On the downside, it said, lower growth in China and the region, tighter global financial conditions, and a surge in global financial volatility could lead to capital outflows and tightening of domestic financial conditions.

“Should risks materialize, the authorities are well equipped to respond, particularly given the Philippines’ strong fundamentals and ample policy space,” Sumi said.

In connection to this, the multilateral institution said monetary policy remains supportive of growth and the introduction of the interest rate corridor (IRC) system will help improve monetary policy transmission.

The current monetary stance is appropriate and should remain vigilant to the impact of additional fiscal stimulus on inflation, it added.

The IMF added that amid strong economic activity, inflation fell below the government’s target band in 2015 and the first half of 2016 due to lower food and fuel price.

For 2016, it sees average inflation close at the lower end of the 2 percent to 4 percent target range, before hitting the midpoint of the range in 2017 as commodity prices stabilize.

It also said the flexible exchange rate regime and strong external position should help cushion the economy from external shocks.

“The risks to the short-term 2016 outlook are balanced with upside risks related to a better-than-anticipated execution of the 2016 budget and downside risks emanating from the external environment in Brexit,” Sumi said.

IMF also said authorities’ initiatives to strengthen systemic risk monitoring in the financial sector are welcome.

Sumi said the Bangko Sentral ng Pilipinas’ micro and macro prudential policies as well as enhanced monitoring of real estate and credit conditions including the introduction of the residential real estate price index (RREPI) have helped maintain financial stability in a challenging global financial environment.

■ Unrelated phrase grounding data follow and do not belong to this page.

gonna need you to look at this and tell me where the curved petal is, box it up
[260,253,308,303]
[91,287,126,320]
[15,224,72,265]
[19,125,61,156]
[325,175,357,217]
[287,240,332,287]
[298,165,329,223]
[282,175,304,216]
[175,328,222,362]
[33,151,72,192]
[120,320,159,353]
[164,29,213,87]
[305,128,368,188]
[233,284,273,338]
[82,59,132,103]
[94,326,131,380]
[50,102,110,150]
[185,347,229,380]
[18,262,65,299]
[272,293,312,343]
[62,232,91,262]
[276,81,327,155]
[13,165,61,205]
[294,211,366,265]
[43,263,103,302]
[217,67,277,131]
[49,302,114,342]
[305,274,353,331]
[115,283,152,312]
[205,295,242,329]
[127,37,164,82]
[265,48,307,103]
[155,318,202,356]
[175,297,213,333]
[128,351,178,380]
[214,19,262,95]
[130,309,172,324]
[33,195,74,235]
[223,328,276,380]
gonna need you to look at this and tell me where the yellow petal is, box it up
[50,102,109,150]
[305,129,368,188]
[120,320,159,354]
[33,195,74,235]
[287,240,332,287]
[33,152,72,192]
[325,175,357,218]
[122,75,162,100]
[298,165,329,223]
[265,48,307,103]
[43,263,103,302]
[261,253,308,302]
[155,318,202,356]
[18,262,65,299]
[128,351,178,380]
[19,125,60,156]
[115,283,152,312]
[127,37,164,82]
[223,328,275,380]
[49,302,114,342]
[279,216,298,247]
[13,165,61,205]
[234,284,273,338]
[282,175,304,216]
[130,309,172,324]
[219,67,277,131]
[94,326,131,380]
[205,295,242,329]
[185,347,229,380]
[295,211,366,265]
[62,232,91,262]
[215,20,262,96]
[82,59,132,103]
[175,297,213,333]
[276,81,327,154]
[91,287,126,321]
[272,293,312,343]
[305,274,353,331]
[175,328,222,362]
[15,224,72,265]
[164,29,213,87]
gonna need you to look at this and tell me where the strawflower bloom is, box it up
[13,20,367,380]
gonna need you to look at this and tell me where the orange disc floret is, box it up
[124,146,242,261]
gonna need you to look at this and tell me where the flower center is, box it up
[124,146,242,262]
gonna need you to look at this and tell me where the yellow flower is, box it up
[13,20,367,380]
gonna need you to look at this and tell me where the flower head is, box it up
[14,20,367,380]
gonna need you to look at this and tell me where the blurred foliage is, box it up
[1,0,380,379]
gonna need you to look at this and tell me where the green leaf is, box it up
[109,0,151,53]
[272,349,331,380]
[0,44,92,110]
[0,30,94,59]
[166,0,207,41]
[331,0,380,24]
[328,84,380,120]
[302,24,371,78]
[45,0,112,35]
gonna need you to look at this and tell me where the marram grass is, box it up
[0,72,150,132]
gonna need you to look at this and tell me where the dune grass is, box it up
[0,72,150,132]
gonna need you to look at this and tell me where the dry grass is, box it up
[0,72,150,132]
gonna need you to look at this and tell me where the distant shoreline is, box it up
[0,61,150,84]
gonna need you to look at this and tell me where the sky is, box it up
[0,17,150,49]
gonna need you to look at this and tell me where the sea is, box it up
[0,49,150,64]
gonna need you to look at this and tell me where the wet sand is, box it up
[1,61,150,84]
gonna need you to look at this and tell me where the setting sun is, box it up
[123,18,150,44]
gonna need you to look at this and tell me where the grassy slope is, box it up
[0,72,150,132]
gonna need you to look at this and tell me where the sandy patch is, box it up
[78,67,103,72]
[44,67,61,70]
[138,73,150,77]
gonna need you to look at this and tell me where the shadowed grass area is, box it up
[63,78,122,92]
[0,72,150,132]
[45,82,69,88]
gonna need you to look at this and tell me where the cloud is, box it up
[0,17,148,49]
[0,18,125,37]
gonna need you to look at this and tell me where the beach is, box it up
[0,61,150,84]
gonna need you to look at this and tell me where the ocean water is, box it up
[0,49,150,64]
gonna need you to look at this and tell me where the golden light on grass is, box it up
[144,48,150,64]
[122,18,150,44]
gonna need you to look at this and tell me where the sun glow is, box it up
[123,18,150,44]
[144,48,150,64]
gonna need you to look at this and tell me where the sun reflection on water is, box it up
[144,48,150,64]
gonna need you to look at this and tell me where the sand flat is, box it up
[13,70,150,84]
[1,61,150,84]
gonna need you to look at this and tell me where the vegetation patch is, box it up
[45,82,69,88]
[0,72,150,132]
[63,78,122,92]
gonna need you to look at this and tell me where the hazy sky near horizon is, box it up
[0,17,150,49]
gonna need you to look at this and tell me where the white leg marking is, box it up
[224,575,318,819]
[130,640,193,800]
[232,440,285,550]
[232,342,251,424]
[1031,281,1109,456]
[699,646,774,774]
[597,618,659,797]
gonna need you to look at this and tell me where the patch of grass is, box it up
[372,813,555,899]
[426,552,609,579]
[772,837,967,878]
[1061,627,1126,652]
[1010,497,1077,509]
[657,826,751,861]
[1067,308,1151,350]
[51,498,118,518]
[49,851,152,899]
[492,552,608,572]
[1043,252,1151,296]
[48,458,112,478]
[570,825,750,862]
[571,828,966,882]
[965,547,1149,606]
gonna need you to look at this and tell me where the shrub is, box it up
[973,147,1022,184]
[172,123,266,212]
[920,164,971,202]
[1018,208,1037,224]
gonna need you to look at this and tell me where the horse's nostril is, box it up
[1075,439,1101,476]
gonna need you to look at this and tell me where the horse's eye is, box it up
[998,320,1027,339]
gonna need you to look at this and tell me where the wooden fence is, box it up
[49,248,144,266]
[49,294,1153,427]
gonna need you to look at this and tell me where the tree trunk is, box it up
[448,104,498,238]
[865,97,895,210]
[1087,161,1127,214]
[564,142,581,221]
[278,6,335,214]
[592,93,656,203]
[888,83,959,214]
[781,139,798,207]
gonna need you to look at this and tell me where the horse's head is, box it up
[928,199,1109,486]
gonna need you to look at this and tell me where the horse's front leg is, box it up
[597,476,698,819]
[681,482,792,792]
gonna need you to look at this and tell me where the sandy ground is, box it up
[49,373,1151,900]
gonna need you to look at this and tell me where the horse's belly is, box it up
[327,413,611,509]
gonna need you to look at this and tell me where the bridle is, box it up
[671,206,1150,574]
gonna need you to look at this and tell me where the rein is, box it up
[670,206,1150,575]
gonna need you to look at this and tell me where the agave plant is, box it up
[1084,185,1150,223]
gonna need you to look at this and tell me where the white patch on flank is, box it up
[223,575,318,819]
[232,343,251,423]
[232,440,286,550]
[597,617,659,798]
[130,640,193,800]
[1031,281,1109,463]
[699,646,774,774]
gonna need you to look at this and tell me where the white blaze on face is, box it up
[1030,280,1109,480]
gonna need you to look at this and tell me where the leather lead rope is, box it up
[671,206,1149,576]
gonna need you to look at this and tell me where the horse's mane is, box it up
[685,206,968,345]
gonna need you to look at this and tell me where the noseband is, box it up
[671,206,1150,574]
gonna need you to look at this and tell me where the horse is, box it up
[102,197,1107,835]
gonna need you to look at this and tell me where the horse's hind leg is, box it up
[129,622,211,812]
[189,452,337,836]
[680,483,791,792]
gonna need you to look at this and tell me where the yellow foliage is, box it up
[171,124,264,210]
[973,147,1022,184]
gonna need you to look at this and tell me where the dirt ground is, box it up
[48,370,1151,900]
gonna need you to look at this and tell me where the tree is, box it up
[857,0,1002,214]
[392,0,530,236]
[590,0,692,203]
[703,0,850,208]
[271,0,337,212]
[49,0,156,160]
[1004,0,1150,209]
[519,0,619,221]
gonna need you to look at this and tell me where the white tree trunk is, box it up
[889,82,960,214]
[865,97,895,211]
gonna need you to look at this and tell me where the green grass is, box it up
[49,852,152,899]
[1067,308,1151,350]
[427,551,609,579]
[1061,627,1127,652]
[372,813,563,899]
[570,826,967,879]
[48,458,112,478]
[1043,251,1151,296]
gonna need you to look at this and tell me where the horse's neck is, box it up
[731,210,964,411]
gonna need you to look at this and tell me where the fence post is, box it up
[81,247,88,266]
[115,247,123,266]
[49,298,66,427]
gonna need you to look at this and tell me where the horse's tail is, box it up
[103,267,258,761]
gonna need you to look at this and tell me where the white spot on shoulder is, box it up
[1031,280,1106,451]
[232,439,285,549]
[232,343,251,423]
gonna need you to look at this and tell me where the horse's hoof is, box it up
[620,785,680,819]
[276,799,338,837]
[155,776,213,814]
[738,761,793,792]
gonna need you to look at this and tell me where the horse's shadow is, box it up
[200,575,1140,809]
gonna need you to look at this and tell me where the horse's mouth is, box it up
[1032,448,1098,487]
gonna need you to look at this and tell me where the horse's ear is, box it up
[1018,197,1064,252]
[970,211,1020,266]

“We also welcome the regulatory agencies’ concerted efforts to maintain financial stability through the Financial Stability Coordination Council (FSCC), including addressing data and regulatory gaps related to real estate developers and concentration risks posed by conglomerate structures and rising corporate leverage,” he added.

Capital market development is crucial for growth and infrastructure investment including public-private partnerships while mitigating concentration risks in the banking system, he said.

Lastly, the IMF stressed that the recent incident involving the unauthorized transfer of $81 million from Bangladesh’s international reserves to entities in the Philippines highlights the need to tighten anti-money laundering legislation and procedures as well as easing bank secrecy in line with international practice, including making tax evasion a predicate crime.